Entonces, ¿Cómo son los musulmanes en su enfoque a la tendencia moderna de la separación entre religión y Estado en sus países? La creencia fundamental en el Islam es que el Corán es cien por ciento de la palabra de Dios y la Sunna es también el resultado de la guía de Dios al Profeta (la paz sea con él). El Islam no puede ser separado del Estado porque guía a los musulmanes a través de todos los detalles del funcionamiento del Estado y sus vidas. Los musulmanes no tienen otra opción que rechazar el laicismo que excluye de las leyes de Dios.

 

Los partidarios del Estado laico afirman que los valores de una religión no pueden ser impuestas a los miembros de las diferentes religiones que están presentes en nuestros países. Sin embargo, si los no-musulmanes en un estado son pocos o muchos, la laicidad no es la respuesta. “...Los no musulmanes en los estados musulmanes serían secularistas por sí mismos, a favor del abandono de las leyes del Islam en el estado, o se dedicarían a ser seguidores de su propia religión, que desean que el Estado siga las normas de esa religión. Así que en cualquier caso, un compromiso no se podría hacer de acuerdo con el punto de vista islámico...” Lo que hay que destacar es que bajo la ley del Islam, otras religiones no están prohibidas.
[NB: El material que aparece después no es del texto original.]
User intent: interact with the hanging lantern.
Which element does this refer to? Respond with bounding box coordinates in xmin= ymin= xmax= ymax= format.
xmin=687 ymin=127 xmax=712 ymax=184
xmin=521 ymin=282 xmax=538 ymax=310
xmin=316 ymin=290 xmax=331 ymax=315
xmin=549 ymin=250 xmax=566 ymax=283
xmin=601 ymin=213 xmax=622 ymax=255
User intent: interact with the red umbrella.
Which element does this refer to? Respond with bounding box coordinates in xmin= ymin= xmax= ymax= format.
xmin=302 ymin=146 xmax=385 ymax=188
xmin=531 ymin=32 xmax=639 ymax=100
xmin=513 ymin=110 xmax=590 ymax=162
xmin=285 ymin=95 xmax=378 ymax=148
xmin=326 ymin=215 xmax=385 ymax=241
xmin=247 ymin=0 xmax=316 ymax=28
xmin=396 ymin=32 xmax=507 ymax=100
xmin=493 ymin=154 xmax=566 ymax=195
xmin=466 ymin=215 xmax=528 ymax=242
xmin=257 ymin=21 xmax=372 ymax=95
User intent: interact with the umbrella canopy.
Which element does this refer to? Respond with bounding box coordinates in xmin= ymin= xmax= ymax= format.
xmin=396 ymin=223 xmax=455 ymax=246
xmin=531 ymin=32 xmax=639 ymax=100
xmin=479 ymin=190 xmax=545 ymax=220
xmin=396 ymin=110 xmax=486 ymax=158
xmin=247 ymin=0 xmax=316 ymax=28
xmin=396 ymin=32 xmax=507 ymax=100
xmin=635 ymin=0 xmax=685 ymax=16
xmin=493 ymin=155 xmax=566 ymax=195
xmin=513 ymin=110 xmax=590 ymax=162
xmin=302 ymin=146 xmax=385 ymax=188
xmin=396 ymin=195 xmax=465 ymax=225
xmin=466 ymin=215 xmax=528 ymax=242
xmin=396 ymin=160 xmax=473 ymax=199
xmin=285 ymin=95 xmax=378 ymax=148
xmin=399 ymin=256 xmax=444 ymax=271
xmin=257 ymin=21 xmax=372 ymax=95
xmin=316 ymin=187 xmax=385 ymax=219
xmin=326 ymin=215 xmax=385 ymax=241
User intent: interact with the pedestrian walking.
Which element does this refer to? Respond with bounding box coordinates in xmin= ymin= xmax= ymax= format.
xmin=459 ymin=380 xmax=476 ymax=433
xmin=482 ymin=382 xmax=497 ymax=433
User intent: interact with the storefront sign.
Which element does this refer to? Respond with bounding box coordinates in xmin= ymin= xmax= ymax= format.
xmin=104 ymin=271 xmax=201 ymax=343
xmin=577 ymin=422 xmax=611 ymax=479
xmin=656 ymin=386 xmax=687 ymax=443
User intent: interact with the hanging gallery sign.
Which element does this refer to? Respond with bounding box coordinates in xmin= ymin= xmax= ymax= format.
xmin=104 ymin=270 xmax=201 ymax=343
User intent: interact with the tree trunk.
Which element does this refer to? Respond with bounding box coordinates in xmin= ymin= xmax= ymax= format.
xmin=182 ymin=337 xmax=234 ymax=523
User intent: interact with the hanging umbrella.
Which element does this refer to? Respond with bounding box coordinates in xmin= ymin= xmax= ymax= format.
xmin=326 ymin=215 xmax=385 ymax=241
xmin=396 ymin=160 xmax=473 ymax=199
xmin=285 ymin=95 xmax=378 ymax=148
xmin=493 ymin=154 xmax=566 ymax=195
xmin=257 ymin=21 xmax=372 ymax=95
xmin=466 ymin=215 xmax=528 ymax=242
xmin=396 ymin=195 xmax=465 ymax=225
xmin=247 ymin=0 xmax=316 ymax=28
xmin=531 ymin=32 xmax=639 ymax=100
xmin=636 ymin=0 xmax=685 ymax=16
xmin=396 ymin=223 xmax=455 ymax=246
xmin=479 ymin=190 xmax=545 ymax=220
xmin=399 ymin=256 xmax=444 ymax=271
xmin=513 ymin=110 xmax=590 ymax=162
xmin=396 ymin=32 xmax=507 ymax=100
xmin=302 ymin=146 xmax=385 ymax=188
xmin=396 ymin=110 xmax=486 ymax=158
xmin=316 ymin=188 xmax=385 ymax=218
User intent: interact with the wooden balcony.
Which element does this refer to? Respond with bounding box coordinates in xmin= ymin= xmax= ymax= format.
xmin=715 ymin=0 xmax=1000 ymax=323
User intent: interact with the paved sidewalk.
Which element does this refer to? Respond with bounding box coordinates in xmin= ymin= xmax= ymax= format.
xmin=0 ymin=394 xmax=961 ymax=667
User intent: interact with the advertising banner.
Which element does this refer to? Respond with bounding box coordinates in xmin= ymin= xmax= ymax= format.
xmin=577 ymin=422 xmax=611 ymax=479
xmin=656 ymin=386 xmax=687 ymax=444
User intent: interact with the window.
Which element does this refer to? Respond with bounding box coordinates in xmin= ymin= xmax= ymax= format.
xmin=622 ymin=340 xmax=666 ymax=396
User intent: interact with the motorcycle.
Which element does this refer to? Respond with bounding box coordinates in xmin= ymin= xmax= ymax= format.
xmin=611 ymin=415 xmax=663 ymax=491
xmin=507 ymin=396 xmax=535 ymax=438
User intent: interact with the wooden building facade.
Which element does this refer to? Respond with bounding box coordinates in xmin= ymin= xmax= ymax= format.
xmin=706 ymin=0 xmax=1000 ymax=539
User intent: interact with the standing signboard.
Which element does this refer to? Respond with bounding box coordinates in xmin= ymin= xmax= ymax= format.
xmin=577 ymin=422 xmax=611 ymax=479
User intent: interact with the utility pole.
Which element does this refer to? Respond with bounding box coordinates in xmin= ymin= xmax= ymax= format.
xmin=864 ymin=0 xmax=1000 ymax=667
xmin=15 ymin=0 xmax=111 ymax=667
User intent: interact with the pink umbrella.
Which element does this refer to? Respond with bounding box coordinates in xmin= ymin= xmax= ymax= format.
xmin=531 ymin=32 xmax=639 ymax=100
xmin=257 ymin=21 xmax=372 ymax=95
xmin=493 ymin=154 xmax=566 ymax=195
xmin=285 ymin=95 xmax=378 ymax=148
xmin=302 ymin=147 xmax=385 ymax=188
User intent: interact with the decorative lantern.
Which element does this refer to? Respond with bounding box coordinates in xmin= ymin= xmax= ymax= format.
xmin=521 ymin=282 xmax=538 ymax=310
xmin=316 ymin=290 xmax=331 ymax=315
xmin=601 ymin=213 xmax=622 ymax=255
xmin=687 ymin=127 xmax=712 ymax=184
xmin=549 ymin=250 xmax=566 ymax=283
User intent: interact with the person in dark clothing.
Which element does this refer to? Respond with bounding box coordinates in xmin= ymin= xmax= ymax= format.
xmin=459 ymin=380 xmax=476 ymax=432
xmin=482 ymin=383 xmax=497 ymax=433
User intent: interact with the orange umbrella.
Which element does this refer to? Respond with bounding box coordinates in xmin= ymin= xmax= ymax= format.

Al mismo tiempo, la gente está siempre con las doctrinas de la legislación y el funcionamiento de estado que protegen a las personas de todas las religiones en el estado.

 

Laicos en Occidente están de acuerdo con esto, y ellos señalan que bajo la ley islámica, la gente no son todos iguales. Los no musulmanes, por ejemplo, podrían convertirse en el presidente. Bueno, en respuesta a ese hecho, a su vez, el laicismo no es diferente. Ningún musulmán puede convertirse en presidente en un régimen secular, por el fin de la lealtad a la Constitución, un musulmán tendría que abandonar parte de su creencia y abrazar la creencia de la laicidad - que es prácticamente otra religión. Para los musulmanes, la palabra "religión" no se refiere únicamente a un conjunto de creencias y rituales, se refiere a una forma de vida que incluye todos los valores, comportamientos y detalles de la vida.

 

La laicidad no puede ser una solución para los países de mayoría musulmana, ya que requiere que la gente comience a reemplazar a Dios que les ha dado creencias con un conjunto totalmente diferente a las creencias hechas por el hombre. La separación entre religión y Estado no es una opción para los musulmanes porque nos obliga a abandonar el decreto de Dios por la de un hombre.